In this example, the user timeout is 75ms and the dog feeding count is reset WdgCnt =75/26+1=3
3. Periodic dog feeding : 75% interrupt is generated. During the interrupt, it is found that the dog feeding count is not 0, the dog feeding operation is triggered, and 1 dog feeding count is consumed. The same operation will be performed in each interrupt thereafter.
In this example, the dog feeding count is N=3, and after consumption, N-1=2;
4-5: Normal dog feeding : The system is operating normally, and the dog feeding count is being reset and consumed normally.

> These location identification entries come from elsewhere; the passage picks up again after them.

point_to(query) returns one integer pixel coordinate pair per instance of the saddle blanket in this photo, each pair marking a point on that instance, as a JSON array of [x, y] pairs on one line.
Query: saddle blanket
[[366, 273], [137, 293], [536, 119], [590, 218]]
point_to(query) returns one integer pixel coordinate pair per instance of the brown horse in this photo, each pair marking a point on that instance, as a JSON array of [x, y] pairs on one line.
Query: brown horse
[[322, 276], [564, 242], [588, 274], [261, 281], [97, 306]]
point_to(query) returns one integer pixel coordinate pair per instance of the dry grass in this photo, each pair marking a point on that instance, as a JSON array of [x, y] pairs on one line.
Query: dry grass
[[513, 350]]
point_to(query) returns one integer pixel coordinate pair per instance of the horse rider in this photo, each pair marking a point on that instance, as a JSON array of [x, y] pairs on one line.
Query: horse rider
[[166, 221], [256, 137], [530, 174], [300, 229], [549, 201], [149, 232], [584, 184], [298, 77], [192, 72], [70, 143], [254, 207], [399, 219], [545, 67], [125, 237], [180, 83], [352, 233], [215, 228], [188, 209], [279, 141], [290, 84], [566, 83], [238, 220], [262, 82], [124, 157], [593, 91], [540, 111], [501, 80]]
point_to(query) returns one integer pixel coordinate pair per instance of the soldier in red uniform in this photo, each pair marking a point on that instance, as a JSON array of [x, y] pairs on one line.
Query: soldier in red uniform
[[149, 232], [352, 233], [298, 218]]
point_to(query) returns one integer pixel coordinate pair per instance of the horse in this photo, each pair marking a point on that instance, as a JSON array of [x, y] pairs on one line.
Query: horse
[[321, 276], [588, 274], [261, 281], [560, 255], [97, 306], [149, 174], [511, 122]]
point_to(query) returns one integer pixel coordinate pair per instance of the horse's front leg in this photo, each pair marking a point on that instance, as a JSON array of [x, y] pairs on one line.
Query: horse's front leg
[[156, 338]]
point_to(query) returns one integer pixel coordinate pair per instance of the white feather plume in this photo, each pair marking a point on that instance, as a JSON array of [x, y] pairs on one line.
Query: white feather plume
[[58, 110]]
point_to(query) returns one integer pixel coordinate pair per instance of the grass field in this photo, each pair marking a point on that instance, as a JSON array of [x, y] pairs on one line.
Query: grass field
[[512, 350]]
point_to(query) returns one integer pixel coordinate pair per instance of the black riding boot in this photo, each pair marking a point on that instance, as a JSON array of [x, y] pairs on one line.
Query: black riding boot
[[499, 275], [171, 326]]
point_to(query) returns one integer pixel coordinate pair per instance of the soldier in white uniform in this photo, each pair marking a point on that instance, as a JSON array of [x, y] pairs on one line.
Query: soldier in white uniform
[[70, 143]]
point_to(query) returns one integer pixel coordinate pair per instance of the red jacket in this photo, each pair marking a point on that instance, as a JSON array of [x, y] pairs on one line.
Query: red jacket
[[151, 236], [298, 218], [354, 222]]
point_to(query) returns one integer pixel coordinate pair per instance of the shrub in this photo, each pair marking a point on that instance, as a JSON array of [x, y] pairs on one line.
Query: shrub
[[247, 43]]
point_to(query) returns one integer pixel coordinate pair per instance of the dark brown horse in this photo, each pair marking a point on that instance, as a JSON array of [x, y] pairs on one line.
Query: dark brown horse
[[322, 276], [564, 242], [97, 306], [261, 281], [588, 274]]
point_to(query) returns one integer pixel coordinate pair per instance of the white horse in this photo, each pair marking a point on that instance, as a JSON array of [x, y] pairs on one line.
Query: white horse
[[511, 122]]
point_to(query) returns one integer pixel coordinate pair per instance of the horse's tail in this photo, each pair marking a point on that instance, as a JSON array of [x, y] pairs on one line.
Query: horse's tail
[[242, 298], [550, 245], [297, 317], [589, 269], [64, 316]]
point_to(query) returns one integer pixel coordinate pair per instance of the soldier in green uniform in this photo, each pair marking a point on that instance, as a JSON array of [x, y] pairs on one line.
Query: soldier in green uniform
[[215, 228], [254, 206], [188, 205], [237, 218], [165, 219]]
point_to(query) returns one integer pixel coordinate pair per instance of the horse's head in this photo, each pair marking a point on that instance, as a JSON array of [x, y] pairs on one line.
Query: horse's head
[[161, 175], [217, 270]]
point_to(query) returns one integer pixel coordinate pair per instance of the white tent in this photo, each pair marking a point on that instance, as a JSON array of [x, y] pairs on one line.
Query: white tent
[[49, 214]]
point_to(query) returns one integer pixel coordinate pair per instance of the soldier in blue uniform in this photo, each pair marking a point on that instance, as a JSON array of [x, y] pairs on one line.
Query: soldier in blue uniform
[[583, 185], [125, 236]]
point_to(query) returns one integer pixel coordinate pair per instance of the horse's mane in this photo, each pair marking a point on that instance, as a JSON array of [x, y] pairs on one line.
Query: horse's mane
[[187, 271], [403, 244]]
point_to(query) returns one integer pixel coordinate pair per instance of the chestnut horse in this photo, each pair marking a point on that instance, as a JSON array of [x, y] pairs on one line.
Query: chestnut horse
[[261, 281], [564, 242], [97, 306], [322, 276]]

6. System scheduling is abnormal , WdgM_MainFcuntion scheduling is lost (may be preempted by other tasks or the system runs away), and Wdg count N cannot be reset.
7. The count continues to be consumed : As the dog feeding interruption occurs, the dog feeding count is still consumed (the reset source is lost, and the count is no longer reset and added).
8. Waiting for timeout : In the third interrupt after the timeout, the dog feeding count was found to be 0, and an exception was detected, so the dog feeding was stopped and waited until timeout
9. Execute the timeout Action . WdgM determines timeout and triggers timeout Action response.
In this example, the Action response is set to reset, so the reset operation is triggered.